Carmen Thyssen-Bornemisza Collection
- Shipping on the Clyde
- Oil on cardboard
30.5 x 51 cm
- Carmen Thyssen-Bornemisza Collection on deposit at Museo Thyssen-Bornemisza
- Numero de inventario
- INV. Nr. (CTB.1989.28)
© Carmen Thyssen-Bornemisza Collection on deposit at Museo Thyssen-Bornemisza
More information about this Work
John Atkinson Grimshaw's depictions of the docks of Victorian Britain are lyrically beautiful evocations of the industrial era. Grimshaw transcribed the fog and mist so accurately as to capture the chill in the damp air, and the moisture penetrating the heavy clothes of the few figures awake in the misty early morning.
Grimshaw contrasted the different light sources in his paintings, using the moon, the gaslights from the shop interiors, the street and vehicle lamps to variegate the pattern of reflections on the rain-drenched pavement and roads. In Shipping on the Clyde, sparkling highlights are produced from a small fire which is burning at the road-side, beside which two dock workers are warming themselves.
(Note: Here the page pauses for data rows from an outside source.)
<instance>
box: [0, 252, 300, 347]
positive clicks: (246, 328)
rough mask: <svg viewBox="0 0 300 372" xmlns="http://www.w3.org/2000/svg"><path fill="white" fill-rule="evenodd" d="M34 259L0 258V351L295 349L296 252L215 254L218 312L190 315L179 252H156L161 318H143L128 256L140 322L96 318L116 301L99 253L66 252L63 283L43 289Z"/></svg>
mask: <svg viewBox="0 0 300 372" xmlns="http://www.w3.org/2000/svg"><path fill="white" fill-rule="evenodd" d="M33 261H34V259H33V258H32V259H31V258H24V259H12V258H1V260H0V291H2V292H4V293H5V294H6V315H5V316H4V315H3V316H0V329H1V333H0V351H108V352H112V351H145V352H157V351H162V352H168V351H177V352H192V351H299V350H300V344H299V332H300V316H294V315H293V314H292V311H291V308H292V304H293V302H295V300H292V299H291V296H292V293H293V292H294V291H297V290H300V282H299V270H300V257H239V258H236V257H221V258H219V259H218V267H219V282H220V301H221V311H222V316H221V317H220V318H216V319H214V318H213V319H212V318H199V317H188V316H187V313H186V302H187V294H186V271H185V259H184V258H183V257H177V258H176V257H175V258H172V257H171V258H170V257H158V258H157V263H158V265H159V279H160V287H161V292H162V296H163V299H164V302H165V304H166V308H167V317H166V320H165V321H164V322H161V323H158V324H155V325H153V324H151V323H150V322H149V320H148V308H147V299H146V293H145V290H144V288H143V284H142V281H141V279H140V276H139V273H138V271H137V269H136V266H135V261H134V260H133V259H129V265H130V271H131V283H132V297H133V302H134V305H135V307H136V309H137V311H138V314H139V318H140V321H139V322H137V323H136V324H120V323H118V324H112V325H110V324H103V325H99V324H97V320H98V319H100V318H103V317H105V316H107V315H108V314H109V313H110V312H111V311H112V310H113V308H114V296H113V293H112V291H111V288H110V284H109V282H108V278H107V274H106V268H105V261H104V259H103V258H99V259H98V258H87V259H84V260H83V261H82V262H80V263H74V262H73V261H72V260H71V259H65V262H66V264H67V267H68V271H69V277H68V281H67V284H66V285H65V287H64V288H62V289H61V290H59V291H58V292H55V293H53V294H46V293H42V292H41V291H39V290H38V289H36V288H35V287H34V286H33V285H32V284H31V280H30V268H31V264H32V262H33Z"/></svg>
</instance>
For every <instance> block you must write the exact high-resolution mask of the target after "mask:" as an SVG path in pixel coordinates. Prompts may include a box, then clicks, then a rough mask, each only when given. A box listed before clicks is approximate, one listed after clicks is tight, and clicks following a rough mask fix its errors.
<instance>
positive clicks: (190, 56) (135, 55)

Glasgow's commercial prosperity dates from the 17th century when the port on the River Clyde began importing tobacco, sugar, cotton and other goods. Due to its location in the west of the country, Glasgow was well positioned to then re-export a large percentage of these goods to France, Germany, Italy, Holland, Norway and the West Indies and America.
In the 18th century the River Clyde was widened and deepened and by the 19th century Glasgow was the leading port in Scotland. Glasgow became involved in shipbuilding and by 1835 half the tonnage of steam ships produced in Britain were built on the River Clyde. In the 19th century, in response to employment opportunities in the dockyards and the railways, the population of Glasgow grew rapidly going from a population of 77,000 in 1801 to 420,000 in 1861.
John Atkinson Grimshaw's paintings depict the modern world, but manage to escape the depressing, dirty reality of the northern industrial towns. He was inspired by literary figures, particularly Lord Tennyson, by John Ruskin's "Truth to Nature" theories, and by Celtic and Classical legends, which imbued an atmosphere of bygone eras into his contemporary depictions. His paintings display visually the verbal descriptions found in 19th-century novels, with an abundance of texts dedicated to the night, such as Bleak House by Charles Dickens: "Smoke lowering down from chimney-pots, making a soft black drizzle, with flakes of soot in it as big as full-grown snowflakes-gone into mourning, one might imagine for the death of the sun [...] Fog everywhere. Fog up the river, where it flows among green aits and meadows; fog down the river, where it rolls defiled among the tiers of shipping, and the waterside pollutions of a great (and dirty) city [...]".
Although here Dickens is referring to London, he could just as aptly be describing the characteristics of Glasgow, seen here in Shipping on the Clyde, and captured with such poetry and romance.